No Brasil, historicamente, sempre houve uma legislação muito tímida para barrar a concentração de propriedade dos meios de comunicação. E, nas comunicações, poucos proprietários equivale a menor diversidade de conteúdo, ou a maior possibilidade de restrições à livre manifestação do pensamento. A concentração da propriedade coloca em risco, portanto, os próprios fundamentos da democracia representativa liberal. E o Brasil tem se mostrado um ambiente propício para essa situação, ainda mais prejudicial à sociedade quanto mais consolidada estiver a convergência tecnológica dos meios de comunicação. O modelo brasileiro de mercado de comunicação é caracterizado por dois fatores principais: a hegemonia do sistema privado, embora a Constituição Federal de 1988 estabeleça a complementariedade entre os sistemas público, estatal e privado de comunicação, e a alta concentração de propriedade. Modelo este que foi reforçado durante o período de ditadura militar, entre 1964 e 1985.

O golpe de 1964 no Brasil ocorreu em um contexto de Guerra Fria pós-Revolução Cubana, tendo sido articulado entre setores conservadores do Congresso Nacional e das Forças Armadas, apoiados com informação e recursos por uma estrutura geopolítica pró-Estados Unidos e de “caça aos comunistas”. A quase totalidade dos jornais e revistas brasileiros, principalmente os veículos de grande circulação – como O Globo, O Estado de S. Paulo, Folha de S. Paulo, O Dia, O Cruzeiro – apoiou a declaração da mesa diretora do Legislativo nacional de que a Presidência da República estava vaga, quando, na verdade, o presidente legitimamente eleito, João Goulart, se encontrava em pleno território brasileiro avaliando junto a seus apoiadores se deveria resistir aos golpistas ou não – já que, na sua avaliação, resistência significava provavelmente jogar o país em um confronto armado. Acabaria decidindo por não fazê-lo.

Honrosas exceções de veículos que não apoiaram o golpe de 1964 foram os jornais “Última Hora”, “A Noite” e “Diário Carioca”, que se posicionaram em defesa da Constituição e, portanto, da manutenção de João Goulart como presidente brasileiro. Como consequência desta posição, o Última Hora, o único entre os três jornais que tinha de fato uma circulação expressiva, teve suas sedes no Rio de Janeiro e em Recife (Pernambuco) destruídas na madrugada do golpe, para que deixasse de circular nos dias seguintes. Nos anos 1970, o jornal acabaria vendido à empresa Folha da Manhã S.A., que publica ainda hoje a Folha de S. Paulo. Antes, em 1964, a edição regional de Porto Alegre (Rio Grande do Sul) do Última Hora já havia dado lugar ao jornal Zero Hora, apoiador do regime militar desde sua primeira edição.

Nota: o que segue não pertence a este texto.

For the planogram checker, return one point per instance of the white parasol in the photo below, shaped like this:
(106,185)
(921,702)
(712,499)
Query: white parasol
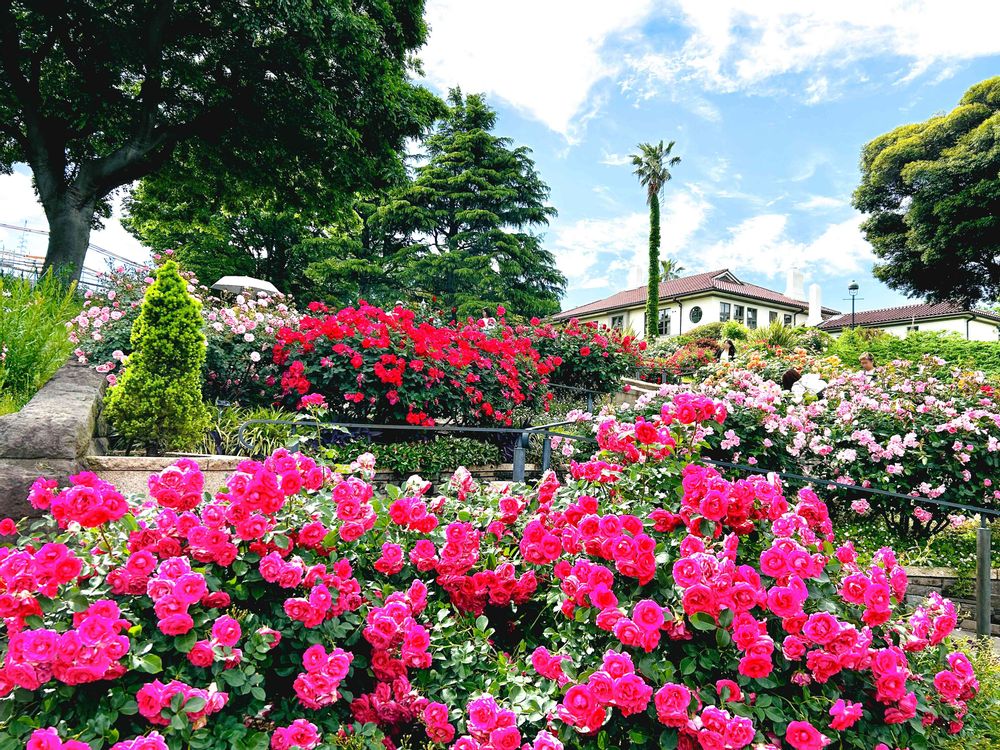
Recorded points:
(239,284)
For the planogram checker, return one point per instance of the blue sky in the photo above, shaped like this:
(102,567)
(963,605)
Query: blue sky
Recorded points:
(769,102)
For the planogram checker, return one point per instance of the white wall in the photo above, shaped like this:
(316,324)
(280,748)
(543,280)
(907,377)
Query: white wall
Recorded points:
(680,313)
(978,330)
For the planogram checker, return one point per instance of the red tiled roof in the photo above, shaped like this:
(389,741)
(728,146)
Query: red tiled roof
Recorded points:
(904,314)
(710,281)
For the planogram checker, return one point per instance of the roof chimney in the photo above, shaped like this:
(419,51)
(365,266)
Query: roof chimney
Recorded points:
(815,308)
(795,286)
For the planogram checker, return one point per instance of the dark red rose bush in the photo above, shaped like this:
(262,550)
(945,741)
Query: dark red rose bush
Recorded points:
(387,366)
(591,356)
(644,601)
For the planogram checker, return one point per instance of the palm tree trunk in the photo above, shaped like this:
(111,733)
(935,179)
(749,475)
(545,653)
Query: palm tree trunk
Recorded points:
(653,292)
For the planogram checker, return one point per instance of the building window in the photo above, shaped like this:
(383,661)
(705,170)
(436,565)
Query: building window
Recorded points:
(663,328)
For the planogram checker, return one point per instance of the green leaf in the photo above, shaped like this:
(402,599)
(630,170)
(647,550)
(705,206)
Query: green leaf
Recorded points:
(150,663)
(702,621)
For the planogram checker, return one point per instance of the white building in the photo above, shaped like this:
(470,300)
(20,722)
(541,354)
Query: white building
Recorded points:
(973,325)
(705,298)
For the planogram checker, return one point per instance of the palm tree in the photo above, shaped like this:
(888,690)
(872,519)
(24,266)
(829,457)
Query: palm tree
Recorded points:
(670,269)
(652,167)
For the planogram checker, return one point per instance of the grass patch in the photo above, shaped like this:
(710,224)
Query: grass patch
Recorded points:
(34,342)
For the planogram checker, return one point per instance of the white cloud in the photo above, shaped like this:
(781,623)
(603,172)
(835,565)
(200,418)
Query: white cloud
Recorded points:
(615,160)
(737,45)
(613,253)
(543,57)
(820,203)
(761,245)
(19,206)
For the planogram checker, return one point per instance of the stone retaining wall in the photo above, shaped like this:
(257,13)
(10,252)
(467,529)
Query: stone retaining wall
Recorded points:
(51,436)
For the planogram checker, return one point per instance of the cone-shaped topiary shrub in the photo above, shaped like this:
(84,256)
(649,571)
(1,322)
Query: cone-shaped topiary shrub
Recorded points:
(158,399)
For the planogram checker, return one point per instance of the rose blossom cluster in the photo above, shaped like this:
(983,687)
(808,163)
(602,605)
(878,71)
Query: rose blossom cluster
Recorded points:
(319,685)
(156,697)
(489,727)
(226,633)
(398,641)
(28,571)
(394,706)
(151,741)
(549,665)
(90,651)
(88,501)
(48,739)
(499,587)
(354,510)
(616,684)
(300,734)
(711,727)
(321,604)
(179,486)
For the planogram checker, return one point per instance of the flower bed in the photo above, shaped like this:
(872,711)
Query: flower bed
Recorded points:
(649,601)
(240,333)
(924,428)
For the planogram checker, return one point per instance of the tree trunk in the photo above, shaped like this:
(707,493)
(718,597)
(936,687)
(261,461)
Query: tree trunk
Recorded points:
(653,292)
(69,237)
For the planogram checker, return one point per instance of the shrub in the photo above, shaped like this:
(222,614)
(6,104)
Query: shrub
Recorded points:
(923,428)
(952,347)
(774,334)
(734,331)
(240,334)
(158,399)
(591,356)
(33,339)
(648,602)
(705,331)
(389,367)
(984,709)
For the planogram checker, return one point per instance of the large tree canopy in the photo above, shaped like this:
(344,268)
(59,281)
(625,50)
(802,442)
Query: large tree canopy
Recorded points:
(469,213)
(96,94)
(932,194)
(217,226)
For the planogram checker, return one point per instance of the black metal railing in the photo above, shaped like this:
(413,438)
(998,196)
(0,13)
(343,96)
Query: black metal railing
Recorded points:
(522,435)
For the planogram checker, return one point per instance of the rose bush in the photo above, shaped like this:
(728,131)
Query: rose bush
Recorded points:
(924,428)
(648,601)
(387,366)
(240,333)
(594,357)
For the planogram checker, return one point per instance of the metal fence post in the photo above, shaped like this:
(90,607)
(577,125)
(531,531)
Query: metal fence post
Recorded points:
(984,585)
(517,474)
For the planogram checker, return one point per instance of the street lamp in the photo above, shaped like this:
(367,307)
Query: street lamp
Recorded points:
(852,289)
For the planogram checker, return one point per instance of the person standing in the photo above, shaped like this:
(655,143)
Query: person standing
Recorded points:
(867,365)
(728,352)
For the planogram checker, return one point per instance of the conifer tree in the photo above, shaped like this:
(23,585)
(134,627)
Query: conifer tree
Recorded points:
(157,400)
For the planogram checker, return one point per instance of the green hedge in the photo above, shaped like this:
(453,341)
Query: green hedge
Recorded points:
(979,355)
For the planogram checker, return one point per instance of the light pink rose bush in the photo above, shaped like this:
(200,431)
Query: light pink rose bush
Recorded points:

A relação entre a ditadura militar e o mercado de comunicação no Brasil vai além do aspecto da falta de independência da mídia brasileira em relação ao regime. Os sucessivos governos militares foram os responsáveis em última instância pela correlação de forças no mercado midiático, pois buscavam articulações com empresários para ações de apoio ao governo e fomentavam com recursos públicos a formação de grandes redes de comunicação simpáticas ao regime. As licitações para concessão de canais de televisão eram agrupadas em lotes visando a formação destas redes nacionais, priorizando um modelo concentrador privado de comunicação. Além disso, para implementar seus projetos, os empresários contavam com recursos públicos do Banco Nacional de Desenvolvimento Econômico e Social (BNDES).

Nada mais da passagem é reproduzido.